Dec 30, 2009

Batwa: Still Waiting For Compensation


Sample Image Over a decade since the Rwandan genocide and the massive dsiplacement that followed, Batwa people still wait to receive the compensation and land settlements that will allow them to try and rebuild their everyday lives
 
 

Below is an article published by the Sydney Morning Herald:

The road from the Rwandan border to north Kivu province in Congo is serpentine, a sinuous climb around hundreds of emerald hills farmed and tamed into a fecund patchwork. All manner of crops flash by: corn as high as a man, maize, avocado, beans and potatoes in flower.

Men and women, children and elders traipse along the roadside, usually in single file, their heads laden with water cans, bundles of firewood, leaves, freshly harvested crops.

Congo, or the DRC, is Africa's third-biggest nation. More than 60 million people live in its vast, resource-rich lands. An astounding 5.4 million have died violently or as the result of hunger and disease caused by war in the past decade alone. In the DRC, agony is etched into the faces of its people, terrorised by brutal internal conflict and violent incursions from its neighbours - Rwanda, Uganda and southern Sudan.

The last conflagration, known as the five-year war, officially ended in 2003 but here, on the eastern borders of the nation, the UN's biggest peacekeeping force, 17,000-strong, has struggled to provide security to the people. As the convoy of vans bounces its way towards the township of Kimoka and Shasha refugee camp, children smile and shout a chorus of ''good morning'' from the roadside.

In Shasha, a refugee settlement surrounded by an amphitheatre of unforgettably green mountains and hills, Ndchaya Adolphe Bonane, the camp leader, is dressed for visitors in a black, fluoro pink and yellow shirt that would stop a road train.

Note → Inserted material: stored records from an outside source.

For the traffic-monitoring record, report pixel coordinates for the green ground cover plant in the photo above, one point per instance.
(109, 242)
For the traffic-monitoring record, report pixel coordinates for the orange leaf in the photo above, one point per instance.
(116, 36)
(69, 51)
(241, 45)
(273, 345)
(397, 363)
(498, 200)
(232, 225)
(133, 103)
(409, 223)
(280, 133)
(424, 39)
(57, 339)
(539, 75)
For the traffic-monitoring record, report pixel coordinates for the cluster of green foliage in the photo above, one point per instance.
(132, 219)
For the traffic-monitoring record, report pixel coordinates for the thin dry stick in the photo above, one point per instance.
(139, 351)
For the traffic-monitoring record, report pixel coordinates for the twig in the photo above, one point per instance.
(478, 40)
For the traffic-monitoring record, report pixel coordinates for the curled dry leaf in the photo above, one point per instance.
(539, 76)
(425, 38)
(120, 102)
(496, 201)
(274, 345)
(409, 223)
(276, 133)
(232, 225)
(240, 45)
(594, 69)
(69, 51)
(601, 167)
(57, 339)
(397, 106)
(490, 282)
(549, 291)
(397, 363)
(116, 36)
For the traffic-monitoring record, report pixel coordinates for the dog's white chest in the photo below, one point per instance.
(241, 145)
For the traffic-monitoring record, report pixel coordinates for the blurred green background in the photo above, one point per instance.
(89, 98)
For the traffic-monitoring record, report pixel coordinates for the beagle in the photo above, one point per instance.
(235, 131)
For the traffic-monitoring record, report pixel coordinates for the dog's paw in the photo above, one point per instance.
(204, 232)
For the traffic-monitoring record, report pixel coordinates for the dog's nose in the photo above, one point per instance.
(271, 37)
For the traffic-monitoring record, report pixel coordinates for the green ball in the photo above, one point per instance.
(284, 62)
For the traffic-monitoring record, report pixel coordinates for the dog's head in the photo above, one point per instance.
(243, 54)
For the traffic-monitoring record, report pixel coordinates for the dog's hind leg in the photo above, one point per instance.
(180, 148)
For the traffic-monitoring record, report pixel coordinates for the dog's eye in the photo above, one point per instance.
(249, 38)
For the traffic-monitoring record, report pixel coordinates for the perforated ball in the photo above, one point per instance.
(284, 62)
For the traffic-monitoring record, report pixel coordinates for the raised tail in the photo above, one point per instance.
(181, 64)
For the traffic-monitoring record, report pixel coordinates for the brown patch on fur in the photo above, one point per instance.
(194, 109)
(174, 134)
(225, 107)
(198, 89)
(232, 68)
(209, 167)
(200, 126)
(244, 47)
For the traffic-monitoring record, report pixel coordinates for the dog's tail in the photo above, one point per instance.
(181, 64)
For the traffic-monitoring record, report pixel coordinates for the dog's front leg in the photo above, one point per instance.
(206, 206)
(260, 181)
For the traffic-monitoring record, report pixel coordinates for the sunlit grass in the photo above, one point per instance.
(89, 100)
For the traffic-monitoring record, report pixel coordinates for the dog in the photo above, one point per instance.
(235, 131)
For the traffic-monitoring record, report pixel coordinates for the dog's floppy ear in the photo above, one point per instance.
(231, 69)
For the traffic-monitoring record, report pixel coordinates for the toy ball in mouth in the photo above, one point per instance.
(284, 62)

He is a small man, like his people, known as the Twa or Batwa, a pygmy group who are widely accepted as the oldest known inhabitants of the Great Lakes region. Populations are found in Congo, Uganda and Rwanda, and were subjugated first by the Tutsi 500 years ago. Ever since, they have been a relatively voiceless minority regarded as inferior by both Tutsi and Hutu.

During the Rwandan genocide, up to 30 per cent of the pygmy population died in the fighting. Now, about 80,000 are believed to remain, semi-nomadic hunter-gatherers who have been driven away from their land not only by encroaching agriculture and logging but evicted from the last remaining forests as they were annexed into national parks.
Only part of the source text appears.